The new government in Pakistan has little choice but to seek an estimated $12 billion to $14 billion bailout – the country’s largest ever. Pakistani officials are reportedly planning to first turn to the IMF, from which Pakistan is eligible to receive around $9 billion. However, on July 30, U.S. Secretary of State Mike Pompeo said the U.S., the second-largest vote-holder in the IMF, would oppose an IMF rescue if it meant using IMF funds (to which the U.S. contributes) to repay Chinese lenders.
This poses a problem for Beijing: If Pakistan agrees to terms with the IMF that include prying open the books on CPEC – and if the terms made public expose Chinese predatory lending– it would undermine China’s BRI ambitions elsewhere at a time when a number of BRI partners have been seeking to cancel or renegotiate projects. Of course, it would also risk an anti-China political backlash in Pakistan itself. The alternative is for Beijing to carry more of the rescue burden itself, but this means throwing more good money after bad. (Over the past year, China has provided some $5 billion in new lending to Pakistan, including a $2 billion emergency loan shortly after the general election late last month.) To date, the value of CPEC projects that have broken ground amounts to less than a third of the total pledged, so completing CPEC as envisioned by Beijing could mean a lot more good money disappearing into the Himalayan ether.

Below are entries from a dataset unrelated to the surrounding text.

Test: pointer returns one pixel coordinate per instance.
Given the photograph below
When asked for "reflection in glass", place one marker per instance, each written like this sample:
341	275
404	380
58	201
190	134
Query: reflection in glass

On the one hand, the more Pakistan becomes indebted to Beijing, the more leverage Beijing will have for strategic issues – such as permission to build that shiny new naval port. This scenario is what foreign leaders are referring to when warning about China’s “debt-trap diplomacy.” (Sri Lanka’s BRI experience is illustrative in this regard. China backed a commercially dubious deep-water port and airport project and, once Sri Lanka realized just how far revenue projections were going to fall short, secured a 99-year lease for the warship-accessible port.) Yet, while China may be growing rich, it can’t afford to give its BRI partners a blank check, particularly while it’s scrambling to manage its own debt crisis at home. Indeed, Beijing has begun scrutinizing BRI projects more closely and leaning on state firms to find ways to boost revenue. In the first half of 2018, Chinese foreign direct investment channeled to BRI projects dropped 15 percent year-over-year. Indeed, in Pakistan, a $9 billion flagship rail line has been put on hold.
The downside of being a creditor nation is that, if you really need the money back – or if you really need the project you’re financing to be completed and (in China’s case) serve fundamental strategic imperatives – the debtor holds quite a bit of leverage and incentive to keep asking for more. The same logic applies loosely to whatever Beijing is promising militants in BRI states to get them to hold their fire. China’s experience in Pakistan is showing just how much strategically motivated beneficence can be a double-edged sword.